Hazer Denizi, lise günlerinde pelür kağıda kopyalanmış silik yazılarda ulaştığım Nazim Hikmet’in “Bahr-i Hazer” şiirindeki dizelerle zihnimin derinlerine yerleşmişti. Türkmen kayıkçının bir Buda heykeli gibi kayığında oturması, “Hazer’de doğanın Hazer’dir mezarı” dizeleri düş dünyamı rüzgarlandırmış, okulun kitaplığında herkese verilmeyen büyük atlastan Hazeri çizmiş, Iran’da Bağbosar’ı,Güney Azerbeycan’ın Hazer’e dokunan kıyılarını, Baku’yu, Derbend’i, Mahaçkale’yi, Türkmenistan kıyılarını, özellikle de Karapapaklar’ın yurdu diye bildiğim Kazakistan’ın Tengiz Bölgesi’ni haritadan okumaya çalışmıştım. Bursa Eğitim Enstitüsü’nde büyük öğretmen Ferruh Sanır’ın “harita okuma” dersinden sonra, lise notlarıma yeniden bakmıştım; o coğrafyalara ayağım düştüğünde,eteklerinde doğduğum Sakarat Dağları’ndaki kadar güvende hissetmiştim.Güney Kafkasya’daki ilk gezimi yaptığım Baku’ya gittiğim 1980’lı yılların sonunda, Sumgait’e giderken otomobili durdurmuş, Hazer’in tuzlu sularını avuçlarıma doldurarak, akkadaşlarımın şaşkın bakışları arasında, yüzümü yıkamıştım.

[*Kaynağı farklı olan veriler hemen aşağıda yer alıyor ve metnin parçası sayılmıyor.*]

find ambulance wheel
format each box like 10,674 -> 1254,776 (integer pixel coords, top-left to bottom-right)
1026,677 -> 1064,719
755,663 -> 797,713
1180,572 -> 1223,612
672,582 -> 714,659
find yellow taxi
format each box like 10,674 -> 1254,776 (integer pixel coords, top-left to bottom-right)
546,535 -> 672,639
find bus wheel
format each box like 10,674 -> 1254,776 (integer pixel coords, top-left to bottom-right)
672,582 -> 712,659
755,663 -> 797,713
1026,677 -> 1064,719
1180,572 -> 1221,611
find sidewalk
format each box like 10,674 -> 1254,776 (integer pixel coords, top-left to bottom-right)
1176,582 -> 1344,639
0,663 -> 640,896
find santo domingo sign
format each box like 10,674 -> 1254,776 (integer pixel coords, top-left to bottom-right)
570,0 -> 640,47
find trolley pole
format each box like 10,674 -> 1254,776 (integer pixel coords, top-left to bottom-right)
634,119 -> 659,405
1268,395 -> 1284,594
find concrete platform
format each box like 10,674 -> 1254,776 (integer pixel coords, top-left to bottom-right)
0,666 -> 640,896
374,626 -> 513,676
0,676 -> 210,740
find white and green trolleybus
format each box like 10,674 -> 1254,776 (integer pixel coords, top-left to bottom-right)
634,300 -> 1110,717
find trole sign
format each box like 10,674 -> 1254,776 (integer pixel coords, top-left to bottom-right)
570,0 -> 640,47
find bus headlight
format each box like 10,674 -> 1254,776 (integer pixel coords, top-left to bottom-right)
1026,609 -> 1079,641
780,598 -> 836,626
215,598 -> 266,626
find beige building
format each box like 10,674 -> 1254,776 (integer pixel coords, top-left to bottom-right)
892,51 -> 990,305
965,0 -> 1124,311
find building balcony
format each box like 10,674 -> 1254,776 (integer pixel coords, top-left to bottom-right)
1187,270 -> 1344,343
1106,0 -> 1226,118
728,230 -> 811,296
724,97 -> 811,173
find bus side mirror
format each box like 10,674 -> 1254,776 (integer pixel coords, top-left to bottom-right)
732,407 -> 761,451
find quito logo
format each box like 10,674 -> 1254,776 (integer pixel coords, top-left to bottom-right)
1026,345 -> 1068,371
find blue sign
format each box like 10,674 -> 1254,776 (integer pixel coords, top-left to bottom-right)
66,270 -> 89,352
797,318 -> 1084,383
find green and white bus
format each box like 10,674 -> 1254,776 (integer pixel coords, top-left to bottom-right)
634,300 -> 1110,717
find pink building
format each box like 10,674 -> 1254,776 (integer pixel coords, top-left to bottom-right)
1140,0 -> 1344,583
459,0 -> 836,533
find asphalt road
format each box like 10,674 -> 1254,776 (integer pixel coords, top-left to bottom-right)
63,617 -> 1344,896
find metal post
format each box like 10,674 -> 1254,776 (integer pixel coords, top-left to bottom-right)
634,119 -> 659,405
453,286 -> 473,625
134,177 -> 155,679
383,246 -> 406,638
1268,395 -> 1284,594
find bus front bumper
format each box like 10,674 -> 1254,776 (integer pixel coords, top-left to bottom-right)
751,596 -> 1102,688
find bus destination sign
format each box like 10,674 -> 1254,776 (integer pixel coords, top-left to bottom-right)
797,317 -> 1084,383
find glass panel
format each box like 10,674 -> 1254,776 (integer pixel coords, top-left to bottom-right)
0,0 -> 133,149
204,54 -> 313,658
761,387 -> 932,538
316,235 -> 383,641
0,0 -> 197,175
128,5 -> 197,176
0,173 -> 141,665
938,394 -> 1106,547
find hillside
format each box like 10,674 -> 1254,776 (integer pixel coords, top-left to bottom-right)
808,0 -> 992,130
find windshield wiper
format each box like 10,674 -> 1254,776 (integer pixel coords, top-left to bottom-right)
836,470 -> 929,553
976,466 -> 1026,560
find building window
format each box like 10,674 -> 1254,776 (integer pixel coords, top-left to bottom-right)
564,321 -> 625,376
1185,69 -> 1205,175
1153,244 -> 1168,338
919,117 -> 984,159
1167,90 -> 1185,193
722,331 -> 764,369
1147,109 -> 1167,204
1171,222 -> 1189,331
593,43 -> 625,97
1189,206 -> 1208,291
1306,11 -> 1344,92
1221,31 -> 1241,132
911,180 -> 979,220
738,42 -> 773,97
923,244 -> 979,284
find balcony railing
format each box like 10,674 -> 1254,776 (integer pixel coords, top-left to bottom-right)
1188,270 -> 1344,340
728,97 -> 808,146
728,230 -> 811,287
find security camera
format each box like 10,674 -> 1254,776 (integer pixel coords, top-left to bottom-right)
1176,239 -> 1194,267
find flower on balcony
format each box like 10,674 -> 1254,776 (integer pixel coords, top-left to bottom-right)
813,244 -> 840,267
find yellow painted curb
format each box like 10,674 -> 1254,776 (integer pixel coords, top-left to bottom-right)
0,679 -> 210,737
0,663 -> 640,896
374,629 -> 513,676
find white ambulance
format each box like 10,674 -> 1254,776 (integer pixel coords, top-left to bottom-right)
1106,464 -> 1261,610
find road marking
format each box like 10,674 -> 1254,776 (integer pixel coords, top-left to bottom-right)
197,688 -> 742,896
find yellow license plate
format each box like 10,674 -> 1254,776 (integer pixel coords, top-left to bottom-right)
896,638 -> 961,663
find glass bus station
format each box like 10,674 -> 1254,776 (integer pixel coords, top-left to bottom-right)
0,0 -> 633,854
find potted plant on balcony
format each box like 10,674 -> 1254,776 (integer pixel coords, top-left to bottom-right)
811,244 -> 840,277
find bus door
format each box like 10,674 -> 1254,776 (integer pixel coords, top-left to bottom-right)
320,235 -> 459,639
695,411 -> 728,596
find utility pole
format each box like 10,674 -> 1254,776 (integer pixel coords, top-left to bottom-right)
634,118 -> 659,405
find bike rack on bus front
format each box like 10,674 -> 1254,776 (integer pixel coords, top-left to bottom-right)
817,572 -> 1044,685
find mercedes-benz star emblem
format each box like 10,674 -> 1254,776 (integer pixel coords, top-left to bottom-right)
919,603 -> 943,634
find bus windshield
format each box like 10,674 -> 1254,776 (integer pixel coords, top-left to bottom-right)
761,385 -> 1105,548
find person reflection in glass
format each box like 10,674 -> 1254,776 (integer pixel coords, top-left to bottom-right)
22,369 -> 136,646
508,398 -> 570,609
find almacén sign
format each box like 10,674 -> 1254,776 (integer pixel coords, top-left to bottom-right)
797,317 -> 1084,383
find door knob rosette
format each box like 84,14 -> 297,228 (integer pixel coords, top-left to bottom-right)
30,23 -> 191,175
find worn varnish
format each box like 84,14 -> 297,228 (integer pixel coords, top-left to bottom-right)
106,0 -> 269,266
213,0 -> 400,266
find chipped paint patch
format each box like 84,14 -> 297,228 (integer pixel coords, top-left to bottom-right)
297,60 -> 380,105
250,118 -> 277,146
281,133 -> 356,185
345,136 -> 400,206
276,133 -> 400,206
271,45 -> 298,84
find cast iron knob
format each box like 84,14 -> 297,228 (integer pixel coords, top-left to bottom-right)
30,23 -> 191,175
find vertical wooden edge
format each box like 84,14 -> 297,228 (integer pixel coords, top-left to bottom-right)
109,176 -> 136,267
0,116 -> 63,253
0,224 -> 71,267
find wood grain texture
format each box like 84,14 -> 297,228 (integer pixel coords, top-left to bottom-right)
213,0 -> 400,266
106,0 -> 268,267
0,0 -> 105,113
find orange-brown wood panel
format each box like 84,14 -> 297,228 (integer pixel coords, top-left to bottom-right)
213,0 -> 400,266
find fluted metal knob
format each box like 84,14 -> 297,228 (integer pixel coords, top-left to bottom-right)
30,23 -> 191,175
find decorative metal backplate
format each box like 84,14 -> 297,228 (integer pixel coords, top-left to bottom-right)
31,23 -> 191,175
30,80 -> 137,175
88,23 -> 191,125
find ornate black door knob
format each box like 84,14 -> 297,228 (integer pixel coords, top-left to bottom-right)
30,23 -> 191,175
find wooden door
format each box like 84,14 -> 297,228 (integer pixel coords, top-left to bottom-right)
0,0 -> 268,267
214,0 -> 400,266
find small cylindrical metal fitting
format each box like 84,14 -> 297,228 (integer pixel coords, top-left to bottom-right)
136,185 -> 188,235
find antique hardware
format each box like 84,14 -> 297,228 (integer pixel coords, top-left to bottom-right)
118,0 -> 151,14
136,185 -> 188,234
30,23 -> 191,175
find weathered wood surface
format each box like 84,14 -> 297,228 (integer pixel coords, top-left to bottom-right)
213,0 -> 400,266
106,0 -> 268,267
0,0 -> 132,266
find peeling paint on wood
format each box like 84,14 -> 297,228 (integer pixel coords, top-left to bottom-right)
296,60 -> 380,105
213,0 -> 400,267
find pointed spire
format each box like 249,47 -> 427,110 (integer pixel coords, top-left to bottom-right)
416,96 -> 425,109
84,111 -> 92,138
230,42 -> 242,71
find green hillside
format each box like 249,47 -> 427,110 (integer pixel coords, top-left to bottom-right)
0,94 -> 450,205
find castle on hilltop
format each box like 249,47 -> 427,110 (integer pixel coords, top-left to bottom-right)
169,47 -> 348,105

Azerbeycan’dan dönüşten epey sonra “Bahr-ı Hazer” başlıklı bir dosya açarak, erişebildiğim belge ve bilgileri derledim. Yeri geldiğinde “Bahr-ı Hazerin Güneyi” diye yazılar kaleme aldım; bölgenin coğrafi derinliklerini, ekonomik potansiyellerini ve paylaştığımız ortak kültür birikimlerini anlamaya ve anlatmaya çalıştım.
Son günlerde zihnim“Bahr-i Hazer’in Kuzeyine” odaklanmış durumda.Doğu Avrupa’dan Ural Dağları’na kadar bütün ülkelerde iklim değişikliğinin etkisi yeni bir birikim alanı yaratıyor. İklim değişikliğinin ısıttığı topraklarda başta tahıllar olmak üzere baklagiller üretimi gelişiyor. Yağlı tohumlar önemli bir ihraç ürünü.Eğer bölge soğan ve patates üretiminde de ataklarını sürdürürse, petrol ve doğalgaz odaklı hammadde ekonomisi yanında gıda arzı açısından da yeni bir üretim merkezinin oluşmasına tanıklık edeceğiz.

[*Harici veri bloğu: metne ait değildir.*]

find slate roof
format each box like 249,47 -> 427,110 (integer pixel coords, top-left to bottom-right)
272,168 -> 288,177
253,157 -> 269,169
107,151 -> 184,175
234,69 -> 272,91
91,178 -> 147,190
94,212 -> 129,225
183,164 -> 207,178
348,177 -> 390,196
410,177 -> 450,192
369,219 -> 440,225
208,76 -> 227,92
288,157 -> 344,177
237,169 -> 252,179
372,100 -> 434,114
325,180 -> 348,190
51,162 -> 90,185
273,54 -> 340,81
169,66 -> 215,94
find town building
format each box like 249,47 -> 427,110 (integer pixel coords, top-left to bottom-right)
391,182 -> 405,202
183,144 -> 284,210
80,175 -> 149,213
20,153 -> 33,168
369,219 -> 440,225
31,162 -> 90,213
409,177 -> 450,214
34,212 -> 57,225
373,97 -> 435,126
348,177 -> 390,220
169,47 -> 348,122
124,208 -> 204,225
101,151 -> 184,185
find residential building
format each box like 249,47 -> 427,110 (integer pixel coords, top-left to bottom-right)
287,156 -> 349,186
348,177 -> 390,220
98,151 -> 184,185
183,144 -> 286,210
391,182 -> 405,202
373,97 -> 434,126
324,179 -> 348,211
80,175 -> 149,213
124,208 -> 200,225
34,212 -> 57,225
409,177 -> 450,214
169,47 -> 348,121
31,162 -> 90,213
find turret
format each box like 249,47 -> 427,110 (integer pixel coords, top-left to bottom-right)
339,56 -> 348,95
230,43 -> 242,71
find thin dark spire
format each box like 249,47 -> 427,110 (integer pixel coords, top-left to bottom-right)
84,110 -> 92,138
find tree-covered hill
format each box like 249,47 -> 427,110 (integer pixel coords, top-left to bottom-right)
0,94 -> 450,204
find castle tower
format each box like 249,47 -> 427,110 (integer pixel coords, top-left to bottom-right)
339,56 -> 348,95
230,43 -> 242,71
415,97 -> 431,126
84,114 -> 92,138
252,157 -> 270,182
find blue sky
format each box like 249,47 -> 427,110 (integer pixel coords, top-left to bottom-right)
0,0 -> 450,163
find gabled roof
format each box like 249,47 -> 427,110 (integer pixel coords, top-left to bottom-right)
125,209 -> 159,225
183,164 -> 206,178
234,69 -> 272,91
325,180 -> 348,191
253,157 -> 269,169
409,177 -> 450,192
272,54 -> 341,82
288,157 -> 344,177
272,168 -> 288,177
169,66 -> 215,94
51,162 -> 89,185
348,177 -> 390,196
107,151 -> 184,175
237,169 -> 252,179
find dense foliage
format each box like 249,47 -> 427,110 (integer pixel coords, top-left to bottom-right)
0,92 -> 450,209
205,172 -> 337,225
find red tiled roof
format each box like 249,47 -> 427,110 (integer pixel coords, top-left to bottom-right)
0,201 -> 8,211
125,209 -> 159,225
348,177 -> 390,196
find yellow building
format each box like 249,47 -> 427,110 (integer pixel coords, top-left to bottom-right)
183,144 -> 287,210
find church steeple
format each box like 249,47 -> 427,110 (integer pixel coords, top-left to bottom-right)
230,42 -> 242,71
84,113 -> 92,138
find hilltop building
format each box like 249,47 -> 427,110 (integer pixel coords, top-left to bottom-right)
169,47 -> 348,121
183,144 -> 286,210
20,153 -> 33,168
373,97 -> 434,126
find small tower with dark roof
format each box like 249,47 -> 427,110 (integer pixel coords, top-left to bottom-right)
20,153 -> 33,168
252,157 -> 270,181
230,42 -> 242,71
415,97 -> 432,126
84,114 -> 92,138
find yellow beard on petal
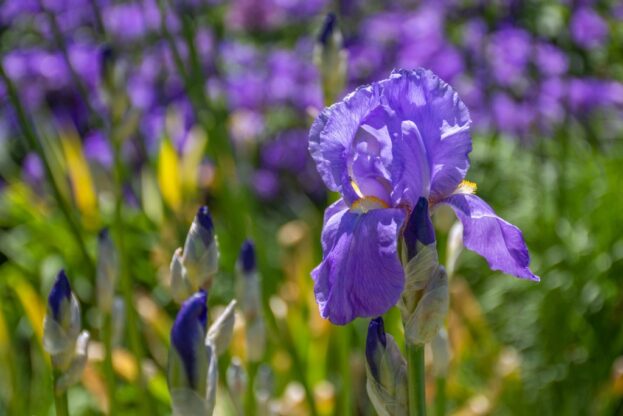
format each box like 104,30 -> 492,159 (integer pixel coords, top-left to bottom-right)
350,196 -> 389,214
453,180 -> 478,195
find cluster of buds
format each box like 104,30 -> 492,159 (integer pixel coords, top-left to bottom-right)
366,317 -> 409,416
43,270 -> 89,393
236,240 -> 266,362
366,198 -> 450,415
171,206 -> 219,303
168,206 -> 236,416
168,290 -> 236,416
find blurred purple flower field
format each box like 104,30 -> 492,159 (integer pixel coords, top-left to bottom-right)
0,0 -> 623,415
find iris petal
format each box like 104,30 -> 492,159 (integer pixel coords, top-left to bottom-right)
383,69 -> 472,199
441,194 -> 540,282
312,204 -> 405,325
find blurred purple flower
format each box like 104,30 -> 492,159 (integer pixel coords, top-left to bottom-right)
22,153 -> 44,187
487,27 -> 532,86
83,131 -> 113,168
309,69 -> 538,324
251,169 -> 279,199
535,43 -> 569,76
570,7 -> 608,49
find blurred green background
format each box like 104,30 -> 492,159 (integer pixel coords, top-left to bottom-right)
0,0 -> 623,415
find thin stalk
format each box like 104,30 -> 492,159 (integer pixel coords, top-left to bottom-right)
334,326 -> 355,416
112,129 -> 151,415
435,377 -> 446,416
244,362 -> 258,416
53,370 -> 69,416
407,344 -> 426,416
102,312 -> 117,415
0,59 -> 95,275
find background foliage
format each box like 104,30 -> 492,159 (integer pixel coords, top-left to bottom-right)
0,0 -> 623,415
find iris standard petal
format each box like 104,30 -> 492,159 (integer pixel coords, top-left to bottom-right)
381,68 -> 472,199
309,84 -> 379,191
312,206 -> 405,325
441,194 -> 540,282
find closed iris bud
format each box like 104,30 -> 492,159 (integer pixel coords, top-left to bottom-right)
366,317 -> 408,416
206,300 -> 236,355
398,198 -> 449,345
236,240 -> 266,361
227,357 -> 248,414
95,229 -> 119,313
169,291 -> 208,392
168,291 -> 216,416
182,206 -> 219,290
314,13 -> 347,104
446,221 -> 463,278
54,331 -> 90,393
43,270 -> 81,371
430,328 -> 451,377
171,248 -> 192,304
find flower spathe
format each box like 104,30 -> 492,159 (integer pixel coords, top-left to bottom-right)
309,69 -> 538,324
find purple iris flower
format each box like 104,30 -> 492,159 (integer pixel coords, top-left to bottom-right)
309,69 -> 539,324
570,7 -> 608,48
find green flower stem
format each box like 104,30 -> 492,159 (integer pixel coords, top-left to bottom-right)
333,326 -> 355,416
111,120 -> 152,415
52,370 -> 69,416
435,377 -> 446,416
244,362 -> 258,416
407,344 -> 426,416
0,59 -> 95,275
102,313 -> 117,415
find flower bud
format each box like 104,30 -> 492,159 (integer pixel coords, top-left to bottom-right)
366,317 -> 408,416
446,221 -> 463,278
430,328 -> 451,377
236,240 -> 266,361
227,357 -> 248,398
253,364 -> 275,406
43,270 -> 81,371
171,248 -> 192,304
398,198 -> 449,345
95,229 -> 119,313
314,13 -> 347,102
206,299 -> 236,355
54,331 -> 90,393
168,291 -> 208,395
182,206 -> 219,290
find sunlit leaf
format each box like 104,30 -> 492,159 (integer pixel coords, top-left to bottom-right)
158,139 -> 182,211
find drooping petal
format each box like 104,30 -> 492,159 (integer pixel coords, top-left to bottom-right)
441,194 -> 540,282
382,68 -> 472,199
312,206 -> 405,325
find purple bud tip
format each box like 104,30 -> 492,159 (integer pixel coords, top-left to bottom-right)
240,240 -> 255,273
318,12 -> 337,46
48,269 -> 71,321
171,290 -> 208,386
100,43 -> 115,66
366,316 -> 387,378
404,197 -> 435,259
97,228 -> 110,241
197,205 -> 214,234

Orhan Pamuk’un makalesindeki saptamayı sürekli kendime anımsatıyorum: “Sosyal medyanın kısa mesajlarıyla iletişim kurabilirsiniz, ama asla düşünce geliştiremezsiniz!”.
Ülkemizdeki “su yoksulluğunu” da dikkate alarak, tarımsal üretimde tahıl kadar, baklagiller, soğan, patates ve yağlı tohumlar ithalatına bağımlılığımız üstüne hep birlikte düşünce geliştirmemiz gerekiyor. Geçeden yıl sadece yağlı tohum ithalatına 3,5 milyar dolar ödediğimizi akıldan çıkarmamak gerekiyor.
Eskişehir’in gündeminde “su potansiyelimiz”, “sulama altyapımız” ve “su yönetimi”, mevcut tarımsal “ürün desenimiz”, “ürün farklılaştırma potansiyelimiz”, daha “az suya bağımlı” ürünlere geçiş yapma fırsatları, ürenleri daha yüksek katma değerli hale getirecek yol ve yöntemlerinin yaygın biçimde sorgulanması gerektiğini düşünüyorum. Sanayi odamız, ticaret odamız, borsamız, üç üniversitemiz, tarımsal araştırma gelenekleri olan kamu kurumlarımız, DSİ Bölge müdürlüğümüz gibi kurumsal altyapımızın birikimlerini kullanarak bir “gelecek planlaması” tartışmasını yapmak kent ortak aklının görevedir diye düşünüyorum.
Yerel medyamız kentin kurumlarını yönetenlere mikrofon uzatmalı, gıda güvenliğinin geleceğini ilgilendiren sorular sorarak, tartışma ortamı yaratmalı. Ülkemizi kısır siyasi söylem ve çatışmaların vesayetinden kurtarmalıyız, çerçevesi belli olan, geliri ve gideri fizibilite anlayışıyla hesaplanmış olan projeleri tartışmalıyız. O zaman sığ siyasi söylemlerin tutsakları olmaktan kurtulur, kentimizin geleceğine ilişkin düşünceleri çeşitlendirir, bilgilerimizi netleştirir ve fikir altyapısını güçlendirebiliriz.
Birikimlerim, ülkemizi de kentlerimizin de siyasetin kısır çekişmelerinin vesayetinden kurtarmadan “gıda arzını güven altına almış bir ülke” yaratamayacağını söylüyor… Sevgili okuyucu, sizler ne düşünüyorsunuz? Paylaştığım genelleme “doğru mu”? Doğru değilse “yanlışı” nerede?